Earlier this month, business magazine Forbes released its 2020 Forbes Singapore Rich List, which highlights the top 50 richest in Singapore.
As of 4 September 2020, his net worth stands at S$2.56 billion.
The 71-year-old is also the chairman of property development GSH Corporation, where he holds nearly 60 per cent stake.
However, he is better known as the ‘Popiah King’ — TYJ is the world’s largest manufacturer of the soft, thin paper-like crepe that is used to make spring rolls.
Building The World’s Largest Manufacturer Of Popiah Skins
In 1955, Sam arrived in Singapore on a small boat from Fujian, China at just six years old.
According to Forbes, he dropped out of high school to work in his father’s grocery store.

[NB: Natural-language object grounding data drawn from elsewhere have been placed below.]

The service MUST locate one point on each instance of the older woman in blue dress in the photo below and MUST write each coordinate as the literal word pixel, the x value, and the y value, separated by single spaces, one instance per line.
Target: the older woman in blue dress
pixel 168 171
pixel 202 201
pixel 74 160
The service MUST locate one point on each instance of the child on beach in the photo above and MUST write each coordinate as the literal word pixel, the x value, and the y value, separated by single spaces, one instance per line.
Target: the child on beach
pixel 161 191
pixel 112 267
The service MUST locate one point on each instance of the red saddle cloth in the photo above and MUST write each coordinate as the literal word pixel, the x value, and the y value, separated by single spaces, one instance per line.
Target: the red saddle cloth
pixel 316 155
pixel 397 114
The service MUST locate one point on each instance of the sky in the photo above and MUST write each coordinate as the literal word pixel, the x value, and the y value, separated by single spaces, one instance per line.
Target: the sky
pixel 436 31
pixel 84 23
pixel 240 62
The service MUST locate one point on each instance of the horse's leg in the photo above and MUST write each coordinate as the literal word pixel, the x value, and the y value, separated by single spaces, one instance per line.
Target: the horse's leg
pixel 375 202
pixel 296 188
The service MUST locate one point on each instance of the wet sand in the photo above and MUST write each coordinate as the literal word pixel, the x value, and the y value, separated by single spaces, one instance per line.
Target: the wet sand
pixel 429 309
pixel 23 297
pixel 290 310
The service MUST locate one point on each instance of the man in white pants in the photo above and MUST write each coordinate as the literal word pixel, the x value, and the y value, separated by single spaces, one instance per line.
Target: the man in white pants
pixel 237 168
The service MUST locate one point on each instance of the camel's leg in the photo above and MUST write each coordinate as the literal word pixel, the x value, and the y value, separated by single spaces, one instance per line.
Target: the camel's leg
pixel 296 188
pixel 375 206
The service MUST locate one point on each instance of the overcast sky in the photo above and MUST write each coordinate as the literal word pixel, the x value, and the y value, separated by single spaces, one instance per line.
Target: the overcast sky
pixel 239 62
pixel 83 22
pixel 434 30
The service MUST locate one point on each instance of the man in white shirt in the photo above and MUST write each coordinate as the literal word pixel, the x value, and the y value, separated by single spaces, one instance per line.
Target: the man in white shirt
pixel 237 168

He later got into frozen foods when he bought over a struggling food unit, which was the then-TYJ.
TYJ started out in 1969 as a “small, semi-mechanised factory” producing spring roll pastry for the Singaporean market.
Armed with S$450,000 borrowed from a bank and his father, he set out to overhaul the underperforming food company in 1977.
In three years, he re-engineered the business by automating its manufacturing processes and increased production from 3,200 popiah skins a day to 25,000.
The tycoon also brought in technicians to design the world’s first automated machine for making popiah skins.
By 1980, TYJ was producing the spring roll pastries at an astounding speed of 30 million a day.
The company then started branching out to other products like flatbreads and samosas.
Today, the company has a portfolio of popular brands like Spring Home, Happy Belly, Masterchef and Ryushobo ramen.
It is also shipping its products all over the world, with “distribution networks in over 80 countries”.
Besides TYJ, he also took advantage of the property boom in China in the early 2000s, and acquired land when property prices were still modest.
In 2012, he acquired a majority stake in GSH.
Not Slowing Down
The billionaire is now planning to branch out into meat substitutes and other special-diet foods.
According to Forbes, Sam has plans to play angel investor to food startups, like what he did to TYJ in 1977.
His enterprising mindset is probably one of the greatest reasons for his successes.
Back in 2015, Sam told The Financial Times that he had “only just begun”, and was “still excited by the opportunities present.”
“Every generation will have its set of challenges and constraints. Therefore, from every generation will emerge entrepreneurs to solve these problems and create wealth and wellbeing for the society of their time,” he said.